A few things are deliberately not env-scoped, because they follow a person rather than a workspace:

  • Monitors keep an env as their run target but are listed across all environments.
  • Agent conversations follow the user — switching environments keeps your chat history.

Setting the active environment

The active environment is a per-browser UI preference. It is appended to every API request as ?env=<name>. You can override it per request on the URL.

Indexes

An index is the storage partition key within an environment. Where the environment is the tenancy boundary, the index groups related events for routing and pruning — for example app-logs, nginx, or stripe-webhooks.

  • You choose the index at ingest time with ?index=<name> (it defaults to default).
  • You filter on it at query time with index:<pattern>, which supports wildcards: index:stripe-webhooks, index:*webhooks, index:stripe-* OR index:github-*.
  • Indexes are created on first write — there is nothing to declare in advance.

Partitions

Internally, each (env, index, day) combination is an independent partition stored at data/<env>/<index>/<yyyy-mm-dd>/. Events are routed to the matching partition by their parsed event timestamp, not by arrival time — so backfilled and late-arriving data lands in the correct day automatically.

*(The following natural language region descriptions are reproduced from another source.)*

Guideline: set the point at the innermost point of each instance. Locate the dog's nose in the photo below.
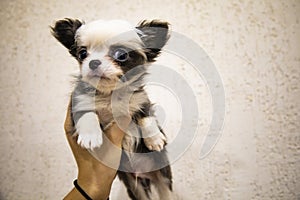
(94, 64)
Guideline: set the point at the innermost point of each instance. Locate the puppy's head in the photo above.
(106, 50)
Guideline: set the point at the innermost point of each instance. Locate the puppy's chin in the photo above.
(103, 84)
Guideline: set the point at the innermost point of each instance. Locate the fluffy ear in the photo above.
(154, 35)
(64, 31)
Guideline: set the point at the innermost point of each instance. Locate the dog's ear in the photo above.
(64, 31)
(154, 34)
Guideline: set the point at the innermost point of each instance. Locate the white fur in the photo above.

You rarely interact with partitions directly, but the model explains two things operators care about:

  • Time-range queries are cheap — HeliosLogs prunes whole partitions that fall outside the query window before reading any data.
  • Retention is per day-partition — expired days are dropped whole. See Indexes & retention.

Schema-on-read

HeliosLogs does not require you to declare a schema. It is schema-on-read: only a small set of universal-core fields get structural treatment, and every other JSON key is discovered at query time.

Universal-core fieldWhat it's for
timestampSort key, histogram bucketing, and time-range filtering.
messageThe human-readable log line (supports phrase queries).
rawThe full original event, full-text indexed so bare-term queries find anything.
sourceAn optional per-event tag set during ingestion, queried as source:value.

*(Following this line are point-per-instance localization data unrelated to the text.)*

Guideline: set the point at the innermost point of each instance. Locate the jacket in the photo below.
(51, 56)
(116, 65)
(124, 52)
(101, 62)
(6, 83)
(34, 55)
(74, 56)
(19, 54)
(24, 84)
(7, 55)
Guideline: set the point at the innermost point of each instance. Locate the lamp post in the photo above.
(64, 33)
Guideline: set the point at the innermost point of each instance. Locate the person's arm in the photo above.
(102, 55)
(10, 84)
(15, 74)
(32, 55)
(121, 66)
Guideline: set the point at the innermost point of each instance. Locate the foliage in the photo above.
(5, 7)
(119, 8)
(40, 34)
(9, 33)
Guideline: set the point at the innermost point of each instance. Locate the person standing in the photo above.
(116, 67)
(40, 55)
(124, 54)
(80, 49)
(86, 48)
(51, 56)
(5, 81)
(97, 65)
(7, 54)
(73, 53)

Everything else — level, service, user_id, http.status_code, and any other key in your events — lands in a dynamic column and is queried as <key>:value. This means:

  • There is no schema to declare or migrate. Ship a new field and it is immediately queryable.
  • Nested objects are flattened to dotted paths at ingest: {a:{b:1}} becomes the column a.b, queried as a.b:1.
  • A field that carries mixed types across events (a number in one event, a string in the next) is preserved losslessly, not coerced or rejected.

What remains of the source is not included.